Flask web server on Raspberry Pi - Time & Space Complexity
When running a Flask web server on a Raspberry Pi, it is important to understand how the server handles requests as more users connect.
We want to know how the time to respond grows when more requests come in.
Analyze the time complexity of the following Flask server code snippet.
from flask import Flask
app = Flask(__name__)
@app.route('/')
def home():
return 'Hello from Raspberry Pi!'
if __name__ == '__main__':
app.run(host='0.0.0.0', port=5000)
This code starts a simple Flask web server that responds with a greeting message to each request at the home page.
Identify the loops, recursion, array traversals that repeat.
- Primary operation: Handling each incoming web request one by one.

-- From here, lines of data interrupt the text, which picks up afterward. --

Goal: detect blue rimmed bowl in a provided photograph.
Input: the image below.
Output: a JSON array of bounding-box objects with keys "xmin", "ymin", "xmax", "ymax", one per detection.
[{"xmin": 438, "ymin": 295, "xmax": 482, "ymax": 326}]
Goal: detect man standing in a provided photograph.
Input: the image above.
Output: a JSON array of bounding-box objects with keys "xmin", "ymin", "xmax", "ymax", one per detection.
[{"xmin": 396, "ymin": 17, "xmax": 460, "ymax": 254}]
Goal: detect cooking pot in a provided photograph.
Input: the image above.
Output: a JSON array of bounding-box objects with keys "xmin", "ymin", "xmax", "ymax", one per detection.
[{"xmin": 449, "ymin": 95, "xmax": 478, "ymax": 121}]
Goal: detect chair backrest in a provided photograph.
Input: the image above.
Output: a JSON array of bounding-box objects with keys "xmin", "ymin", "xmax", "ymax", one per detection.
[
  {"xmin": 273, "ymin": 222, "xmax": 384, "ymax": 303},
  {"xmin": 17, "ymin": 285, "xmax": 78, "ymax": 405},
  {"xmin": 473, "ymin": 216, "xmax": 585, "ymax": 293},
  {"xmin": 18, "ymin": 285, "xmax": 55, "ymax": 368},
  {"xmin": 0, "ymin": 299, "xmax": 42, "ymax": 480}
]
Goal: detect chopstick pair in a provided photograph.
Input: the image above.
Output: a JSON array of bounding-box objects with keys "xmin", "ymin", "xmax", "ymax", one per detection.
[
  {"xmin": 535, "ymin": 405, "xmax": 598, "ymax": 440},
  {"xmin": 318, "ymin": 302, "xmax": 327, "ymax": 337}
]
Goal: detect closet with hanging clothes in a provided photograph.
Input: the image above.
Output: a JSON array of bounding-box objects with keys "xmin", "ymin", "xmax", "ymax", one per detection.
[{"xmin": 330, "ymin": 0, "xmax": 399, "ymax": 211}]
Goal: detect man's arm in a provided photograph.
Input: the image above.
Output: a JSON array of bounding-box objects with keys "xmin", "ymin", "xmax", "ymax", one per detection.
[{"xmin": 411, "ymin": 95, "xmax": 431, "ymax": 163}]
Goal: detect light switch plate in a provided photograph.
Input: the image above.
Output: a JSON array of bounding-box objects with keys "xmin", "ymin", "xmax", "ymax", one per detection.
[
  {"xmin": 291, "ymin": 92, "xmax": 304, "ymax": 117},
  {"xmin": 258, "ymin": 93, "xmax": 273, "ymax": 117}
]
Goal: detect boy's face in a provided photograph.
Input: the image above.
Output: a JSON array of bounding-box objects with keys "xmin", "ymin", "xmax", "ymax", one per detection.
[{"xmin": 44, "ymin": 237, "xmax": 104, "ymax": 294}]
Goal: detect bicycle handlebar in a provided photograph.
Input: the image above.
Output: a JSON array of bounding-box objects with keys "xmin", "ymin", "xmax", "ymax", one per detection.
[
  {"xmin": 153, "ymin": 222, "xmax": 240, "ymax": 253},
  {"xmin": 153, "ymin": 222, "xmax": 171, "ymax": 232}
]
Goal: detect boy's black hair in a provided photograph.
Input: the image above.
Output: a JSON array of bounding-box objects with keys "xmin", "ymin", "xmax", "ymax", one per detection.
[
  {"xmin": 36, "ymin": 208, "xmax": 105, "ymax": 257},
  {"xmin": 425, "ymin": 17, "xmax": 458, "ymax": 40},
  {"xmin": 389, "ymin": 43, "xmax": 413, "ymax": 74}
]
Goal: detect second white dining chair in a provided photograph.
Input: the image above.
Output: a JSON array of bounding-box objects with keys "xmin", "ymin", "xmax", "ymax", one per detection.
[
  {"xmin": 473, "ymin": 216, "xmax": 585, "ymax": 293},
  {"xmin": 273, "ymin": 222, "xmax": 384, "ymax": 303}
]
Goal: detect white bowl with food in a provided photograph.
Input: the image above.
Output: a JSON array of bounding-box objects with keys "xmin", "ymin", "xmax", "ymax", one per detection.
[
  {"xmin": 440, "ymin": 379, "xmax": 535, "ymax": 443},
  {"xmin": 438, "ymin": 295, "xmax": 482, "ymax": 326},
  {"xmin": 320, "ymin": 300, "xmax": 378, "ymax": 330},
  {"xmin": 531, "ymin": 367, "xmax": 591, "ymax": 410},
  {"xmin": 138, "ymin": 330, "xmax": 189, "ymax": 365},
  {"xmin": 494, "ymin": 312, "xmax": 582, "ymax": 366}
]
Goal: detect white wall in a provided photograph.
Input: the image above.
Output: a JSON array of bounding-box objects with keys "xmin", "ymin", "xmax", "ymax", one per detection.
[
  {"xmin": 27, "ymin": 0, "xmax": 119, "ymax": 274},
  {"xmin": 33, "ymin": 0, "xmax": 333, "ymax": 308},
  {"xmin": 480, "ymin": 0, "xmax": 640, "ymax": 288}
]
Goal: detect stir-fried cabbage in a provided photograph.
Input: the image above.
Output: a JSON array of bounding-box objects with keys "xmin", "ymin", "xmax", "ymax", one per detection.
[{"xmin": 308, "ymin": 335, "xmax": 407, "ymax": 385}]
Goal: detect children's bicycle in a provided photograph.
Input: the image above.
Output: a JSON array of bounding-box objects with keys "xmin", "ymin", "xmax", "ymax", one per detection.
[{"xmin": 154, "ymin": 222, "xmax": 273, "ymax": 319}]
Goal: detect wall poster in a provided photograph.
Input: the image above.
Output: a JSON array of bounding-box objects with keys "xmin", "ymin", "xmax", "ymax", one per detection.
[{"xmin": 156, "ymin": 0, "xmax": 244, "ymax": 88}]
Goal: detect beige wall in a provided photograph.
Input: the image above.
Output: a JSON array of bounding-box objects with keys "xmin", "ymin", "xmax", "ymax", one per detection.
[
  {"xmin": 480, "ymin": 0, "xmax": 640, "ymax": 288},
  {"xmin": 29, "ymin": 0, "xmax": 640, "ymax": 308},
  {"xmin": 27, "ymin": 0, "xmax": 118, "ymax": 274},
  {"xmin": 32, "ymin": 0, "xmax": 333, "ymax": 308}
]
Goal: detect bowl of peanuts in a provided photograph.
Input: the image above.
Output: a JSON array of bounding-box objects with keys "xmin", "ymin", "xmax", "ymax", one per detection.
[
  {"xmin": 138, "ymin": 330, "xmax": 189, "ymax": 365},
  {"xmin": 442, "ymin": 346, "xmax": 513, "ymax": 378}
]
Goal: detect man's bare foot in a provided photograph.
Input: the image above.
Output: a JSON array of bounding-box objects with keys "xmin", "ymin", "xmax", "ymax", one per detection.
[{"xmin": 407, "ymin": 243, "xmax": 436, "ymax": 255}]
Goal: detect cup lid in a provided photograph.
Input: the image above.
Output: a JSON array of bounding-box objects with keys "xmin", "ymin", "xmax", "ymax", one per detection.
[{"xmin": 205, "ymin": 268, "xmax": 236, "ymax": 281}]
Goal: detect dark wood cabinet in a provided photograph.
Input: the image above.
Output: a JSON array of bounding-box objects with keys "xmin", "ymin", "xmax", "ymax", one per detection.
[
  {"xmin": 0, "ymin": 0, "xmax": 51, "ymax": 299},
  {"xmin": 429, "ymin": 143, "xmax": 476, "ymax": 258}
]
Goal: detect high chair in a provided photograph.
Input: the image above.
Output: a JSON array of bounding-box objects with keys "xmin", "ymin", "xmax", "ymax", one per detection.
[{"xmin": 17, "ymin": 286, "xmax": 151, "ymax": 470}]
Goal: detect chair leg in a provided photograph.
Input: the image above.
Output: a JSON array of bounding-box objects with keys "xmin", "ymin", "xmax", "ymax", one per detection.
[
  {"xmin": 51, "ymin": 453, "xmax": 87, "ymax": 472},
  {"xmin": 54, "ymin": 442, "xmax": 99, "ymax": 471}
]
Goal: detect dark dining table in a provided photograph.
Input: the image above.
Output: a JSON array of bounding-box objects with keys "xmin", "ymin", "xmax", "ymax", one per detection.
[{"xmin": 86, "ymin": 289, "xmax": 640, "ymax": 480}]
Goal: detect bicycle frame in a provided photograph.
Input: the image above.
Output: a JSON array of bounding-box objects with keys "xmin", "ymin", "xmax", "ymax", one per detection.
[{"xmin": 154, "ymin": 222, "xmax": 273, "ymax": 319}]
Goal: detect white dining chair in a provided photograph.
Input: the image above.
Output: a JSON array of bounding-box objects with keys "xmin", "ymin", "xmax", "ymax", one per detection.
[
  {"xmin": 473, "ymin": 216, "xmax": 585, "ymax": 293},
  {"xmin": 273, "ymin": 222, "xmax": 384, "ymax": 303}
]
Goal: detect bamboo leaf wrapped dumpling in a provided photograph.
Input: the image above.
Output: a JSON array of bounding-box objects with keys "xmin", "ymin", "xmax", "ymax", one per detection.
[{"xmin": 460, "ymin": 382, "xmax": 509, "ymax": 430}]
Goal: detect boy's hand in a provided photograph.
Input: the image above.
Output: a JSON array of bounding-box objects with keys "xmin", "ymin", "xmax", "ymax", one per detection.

- How many times: Once per request, repeated as many times as users connect.
Each new user request causes the server to run the handler function once.
| Input Size (n requests) | Approx. Operations |
|---|---|
| 10 | 10 handler calls |
| 100 | 100 handler calls |
| 1000 | 1000 handler calls |
Pattern observation: The number of operations grows directly with the number of requests.
Time Complexity: O(n)
This means the server work grows linearly with the number of requests it handles.
[X] Wrong: "The server handles all requests instantly no matter how many come in."
[OK] Correct: Each request takes some time to process, so more requests mean more total work and longer total time.
Understanding how a web server handles requests helps you explain real-world system behavior clearly and confidently.
What if the server handled multiple requests at the same time using threads? How would the time complexity change?